Les protéines PD-L1 et PD-L2, avec différents profils d'expression à la surface des cellules tumorales ou CPA, ont été identifiées comme ligands de PD-1, et l'interaction de ces molécules avec le récepteur PD-1 induit la suppression des lymphocytes T. PD-L1 peut également interagir avec B7-1 sur les cellules T activées et inhiber leur activité. PD-L2 possède un second récepteur, RGMb. Si cette interaction active dans un premier temps les lymphocytes T, elle engendre ensuite une tolérance respiratoire. Enfin, PD-L1 à la surface des cellules tumorales peut agir en tant que récepteur suite à son interaction avec PD-1 et protéger les cellules tumorales de la lyse cytotoxique. Adapté de 155.

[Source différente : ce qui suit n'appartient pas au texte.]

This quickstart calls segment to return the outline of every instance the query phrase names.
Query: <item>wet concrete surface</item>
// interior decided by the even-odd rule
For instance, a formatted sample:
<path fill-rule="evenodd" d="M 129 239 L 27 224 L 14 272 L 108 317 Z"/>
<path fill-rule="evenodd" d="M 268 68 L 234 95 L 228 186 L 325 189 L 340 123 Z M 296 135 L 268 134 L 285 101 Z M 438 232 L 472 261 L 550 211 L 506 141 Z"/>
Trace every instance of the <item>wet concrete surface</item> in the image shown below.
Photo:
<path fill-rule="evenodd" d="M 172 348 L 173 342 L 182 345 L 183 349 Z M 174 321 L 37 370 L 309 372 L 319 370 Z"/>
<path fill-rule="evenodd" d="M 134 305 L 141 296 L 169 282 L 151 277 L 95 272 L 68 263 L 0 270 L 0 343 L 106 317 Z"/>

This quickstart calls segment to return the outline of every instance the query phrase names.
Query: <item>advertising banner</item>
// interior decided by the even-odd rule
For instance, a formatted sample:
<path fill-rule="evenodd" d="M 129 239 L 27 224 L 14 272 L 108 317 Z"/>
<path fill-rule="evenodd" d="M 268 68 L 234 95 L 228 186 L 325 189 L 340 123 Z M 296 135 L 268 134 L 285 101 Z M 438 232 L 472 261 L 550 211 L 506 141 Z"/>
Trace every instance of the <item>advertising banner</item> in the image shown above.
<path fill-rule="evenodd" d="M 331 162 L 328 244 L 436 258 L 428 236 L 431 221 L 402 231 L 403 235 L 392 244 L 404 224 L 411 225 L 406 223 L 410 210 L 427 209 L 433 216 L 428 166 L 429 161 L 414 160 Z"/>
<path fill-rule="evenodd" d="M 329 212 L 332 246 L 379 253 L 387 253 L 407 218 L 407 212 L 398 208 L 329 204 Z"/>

Bien que de multiples études aient démontré des fonctions inhibitrices pour les ligands de PD-1, PD-L1 et PD-L2, d'autres ont indiqué une stimulation de la prolifération lymphocytaire et de leur production de cytokines 120. Aussi, l’ajout de protéine recombinante PD-L1-Ig dans le milieu de culture augmente les réponses des cellules T CD4+ et l'immunité humorale dépendante des cellules T helper 155. Ces données contradictoires suggèrent donc l’existence d’un second récepteur exprimé à la surface des lymphocytes. Cette hypothèse s’appuie notamment sur les résultats de l’étude menée par Wang et al., en 2003 : en utilisant des modèles tridimensionnels et de mutagénèse spécifique, ils ont démontré que les mutants de PD-L1 ayant des caractéristiques altérées de liaison avec PD-1 sont encore capables d’induire la co-stimulation des lymphocytes T. Ces mutants stimulent également les lymphocytes T PD-1-déficients 159. Ce n’est qu’en 2007 qu’à été mise en évidence l’interaction entre les protéines PD-L1 et B7-1 ; l’affinité entre ces deux molécules est intermédiaire (1,7µM) par rapport aux liaisons B7-1/CTLA-4 (0,2µM), B7-1/CD28 (4µM) et PD-L1/PD-1 (0,5µM) 158. PD-L1 et B7-1 interagissent au niveau de leur domaine extracellulaire IgV-like, et engendrent un signal inhibiteur des lymphocytes T conduisant à une diminution de leur prolifération et de la sécrétion de cytokines 156. Ces protéines étant toutes deux exprimées à la surface des lymphocytes T, lymphocytes B, cellules dendritiques et des macrophages, il existe donc au niveau de ces cellules une possibilité d’interaction

L’existence de cette seconde interaction peut nous permettre de mieux comprendre certains résultats contradictoires obtenus in vitro suite à l’utilisation d’anticorps bloquants. En effet, si certains bloquent à la fois les interactions PD-1/PD-L1 et PD-L1/B7-1, d’autres en revanche inhibent uniquement l’une de ces deux interactions avec un effet moindre sur l’activation des lymphocytes.